You can blame Nick Harkaway – or rather, his thoughts on waterboarding – for this post, which began life as a comment on his blog. So: my thoughts on the subject of simulated torture.

“Simulated drowning” makes the whole question of waterboarding sound like a question of virtual reality. Which is intriguing.

Say someone developed a perfect VR machine and plugged in a suspected terrorist without that person’s knowledge. For days, weeks or hours, the suspect undergoes what they believe to be excruciating physical torture, when in fact it’s all just skillful, pain-and-sensory simulated VR. Having subsequently divulged their information or, if innocent, made up enough to satisfy their captors, they are then unplugged, waking – disoriented and frightened – to find themselves whole and strapped to a table, their flesh undamaged.

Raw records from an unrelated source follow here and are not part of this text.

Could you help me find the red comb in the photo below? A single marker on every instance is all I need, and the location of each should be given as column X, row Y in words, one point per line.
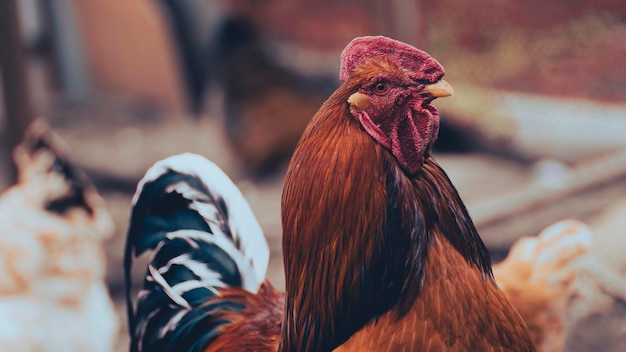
column 361, row 49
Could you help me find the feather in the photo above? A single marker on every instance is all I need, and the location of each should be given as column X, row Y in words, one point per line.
column 204, row 238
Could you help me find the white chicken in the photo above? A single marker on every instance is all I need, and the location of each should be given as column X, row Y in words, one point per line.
column 559, row 287
column 52, row 265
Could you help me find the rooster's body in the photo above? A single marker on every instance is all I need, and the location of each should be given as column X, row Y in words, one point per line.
column 380, row 252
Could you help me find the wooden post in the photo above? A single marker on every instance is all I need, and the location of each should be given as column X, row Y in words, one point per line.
column 14, row 80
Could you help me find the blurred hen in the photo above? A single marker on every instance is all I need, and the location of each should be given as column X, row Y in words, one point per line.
column 52, row 291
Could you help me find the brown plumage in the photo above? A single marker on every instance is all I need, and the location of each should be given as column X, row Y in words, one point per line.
column 370, row 246
column 380, row 252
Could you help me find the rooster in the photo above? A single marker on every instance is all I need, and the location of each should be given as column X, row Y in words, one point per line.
column 52, row 291
column 380, row 253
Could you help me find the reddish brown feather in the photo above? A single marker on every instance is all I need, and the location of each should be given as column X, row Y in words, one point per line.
column 366, row 243
column 257, row 327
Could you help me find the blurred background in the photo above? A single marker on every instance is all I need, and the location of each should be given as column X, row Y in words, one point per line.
column 535, row 133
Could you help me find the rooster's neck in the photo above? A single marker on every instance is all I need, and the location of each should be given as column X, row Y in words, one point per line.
column 357, row 231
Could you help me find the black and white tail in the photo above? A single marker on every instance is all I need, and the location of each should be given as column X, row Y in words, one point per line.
column 204, row 237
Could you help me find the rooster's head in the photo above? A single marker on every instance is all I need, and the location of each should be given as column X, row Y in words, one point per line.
column 395, row 85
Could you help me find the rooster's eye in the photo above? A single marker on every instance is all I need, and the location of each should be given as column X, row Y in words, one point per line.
column 381, row 87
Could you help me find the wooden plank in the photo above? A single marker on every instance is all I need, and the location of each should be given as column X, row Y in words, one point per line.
column 524, row 211
column 14, row 80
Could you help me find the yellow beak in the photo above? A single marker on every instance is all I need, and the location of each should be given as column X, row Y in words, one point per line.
column 439, row 89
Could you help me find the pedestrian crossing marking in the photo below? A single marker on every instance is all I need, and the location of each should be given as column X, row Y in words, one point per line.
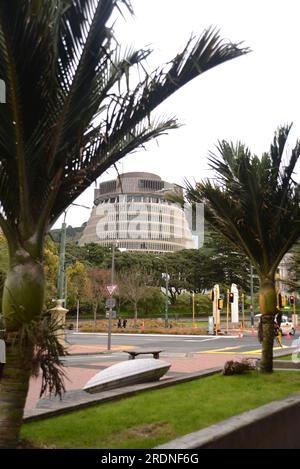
column 258, row 352
column 233, row 351
column 222, row 350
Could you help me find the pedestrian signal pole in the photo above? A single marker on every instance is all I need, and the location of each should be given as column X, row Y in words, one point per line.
column 227, row 311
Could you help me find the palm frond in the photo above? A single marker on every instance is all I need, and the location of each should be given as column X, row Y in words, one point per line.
column 74, row 105
column 254, row 202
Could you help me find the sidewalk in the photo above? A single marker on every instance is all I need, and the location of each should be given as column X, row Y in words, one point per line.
column 77, row 376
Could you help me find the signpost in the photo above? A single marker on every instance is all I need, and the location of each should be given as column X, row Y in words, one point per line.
column 111, row 289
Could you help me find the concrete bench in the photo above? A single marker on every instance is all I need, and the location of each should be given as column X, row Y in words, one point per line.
column 134, row 353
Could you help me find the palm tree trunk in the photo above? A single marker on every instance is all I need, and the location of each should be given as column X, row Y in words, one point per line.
column 135, row 314
column 13, row 392
column 267, row 303
column 23, row 298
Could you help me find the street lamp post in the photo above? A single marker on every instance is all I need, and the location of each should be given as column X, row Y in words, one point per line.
column 167, row 299
column 62, row 255
column 167, row 294
column 252, row 295
column 110, row 308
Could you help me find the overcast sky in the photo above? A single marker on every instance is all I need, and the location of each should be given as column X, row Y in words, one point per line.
column 245, row 99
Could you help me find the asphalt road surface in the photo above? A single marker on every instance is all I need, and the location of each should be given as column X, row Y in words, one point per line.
column 175, row 345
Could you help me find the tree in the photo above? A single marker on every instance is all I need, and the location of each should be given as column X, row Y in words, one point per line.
column 98, row 279
column 51, row 262
column 134, row 286
column 71, row 112
column 254, row 203
column 78, row 284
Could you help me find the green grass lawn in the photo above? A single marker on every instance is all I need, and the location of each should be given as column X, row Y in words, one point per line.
column 155, row 417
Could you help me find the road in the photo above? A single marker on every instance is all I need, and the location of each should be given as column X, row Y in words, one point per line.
column 174, row 345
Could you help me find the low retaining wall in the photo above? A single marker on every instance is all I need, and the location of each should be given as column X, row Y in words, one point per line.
column 274, row 425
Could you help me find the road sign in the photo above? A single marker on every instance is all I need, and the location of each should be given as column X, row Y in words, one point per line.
column 113, row 314
column 111, row 288
column 110, row 302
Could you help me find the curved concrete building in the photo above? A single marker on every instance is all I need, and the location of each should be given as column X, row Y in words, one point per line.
column 133, row 210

Which begs the question: in this hypothetical instance, has the Geneva Convention actually been violated? Given the fact of psychological torture, one would think so, because the intent was the same as if actual torture had been employed, a sort of Orwellian examination of the limits of human endurance. Which would, by inference, suggest that simulated drowning, despite the name, cannot be differentiated from torture, the entire point of which is not to kill, but to extract information under threat of pain and the fear of more to come. How anyone can believe waterboarding doesn’t fall into this category is beyond me; but if a VR torture chamber were invented, would anyone condone its use as a more ‘moral’ alternative to conventional torture purely on the basis that no physical harm was done?

The thought of people responding in the affirmative frightens me.